The vast majority of this package is based on the procedure outlined in ‘Power-Law Distributions in Empirical Data’ by Clauset et al.

§Limitations

  1. Only the continuous case of the Pareto Type I Distribution is considered for parameter estimation, goodness of fit, and hypothesis testing at this time. This may or may not change with future updates. The example data in the documentation is discrete, thus the results are only an approximation.
  2. Domain knowledge of the data generating process is critical given the methodology used by this package is based on that proposed by the referenced material. Specifically the 1 sample Kolmogorov-Smirnov test is used for goodness of fit testing which assumes i.i.d data. Many natural processes data are serially correlated, thus KS testing is not appropriate, see references section below.
  3. This is highly alpha code; backwards compatibility is not guaranteed and should not be expected.
  4. Many more known and unknown.

§References

Clauset, A., Shalizi, C. R., & Newman, M. E. J. (2009). Power-Law Distributions in Empirical Data. SIAM Review, 51(4), 661–703. doi:10.1137/070710111

Jeff Alstott, Ed Bullmore, Dietmar Plenz. (2014). powerlaw: a Python package for analysis of heavy-tailed distributions. PLoS ONE 9(1): e85777 doi:10.1371/journal.pone.0085777

Zeimbekakis, A., Schifano, E. D., & Yan, J. (2024).

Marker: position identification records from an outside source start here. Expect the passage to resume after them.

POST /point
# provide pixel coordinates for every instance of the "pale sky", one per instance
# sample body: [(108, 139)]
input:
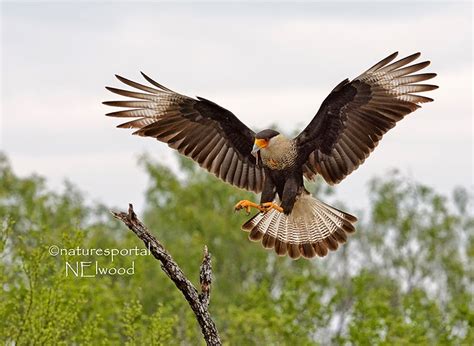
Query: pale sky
[(267, 63)]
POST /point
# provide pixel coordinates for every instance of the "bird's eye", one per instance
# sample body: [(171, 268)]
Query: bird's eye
[(261, 143)]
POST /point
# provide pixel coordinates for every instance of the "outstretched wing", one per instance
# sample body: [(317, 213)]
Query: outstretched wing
[(200, 129), (356, 114)]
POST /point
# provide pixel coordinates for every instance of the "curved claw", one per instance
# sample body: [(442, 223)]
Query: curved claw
[(248, 205)]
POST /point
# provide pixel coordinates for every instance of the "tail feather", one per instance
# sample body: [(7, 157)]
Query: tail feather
[(312, 228)]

On Misuses of the Kolmogorov-Smirnov Test for One-Sample Goodness-of-Fit. The American Statistician, 78(4), 481–487. 10.1080/00031305.2024.2356095

Re-exports§

pub use dist::Distribution;
pub use fitted_results::FittedResults;

Modules§

dist
Module for various probability distributions.
fitted_results
Keeps track of fitted distributions, their names and parameters.
stats
Module for statistical inference and descriptive statistics. Module to aid in statistical inference. Contains functions for basic descriptive statistics, non parametric methods for comparing distributions etc.
util
Module for helper functions, including data reading and simulation. Module and its submodules containing various helper functions primarily around generating synthetic datasets.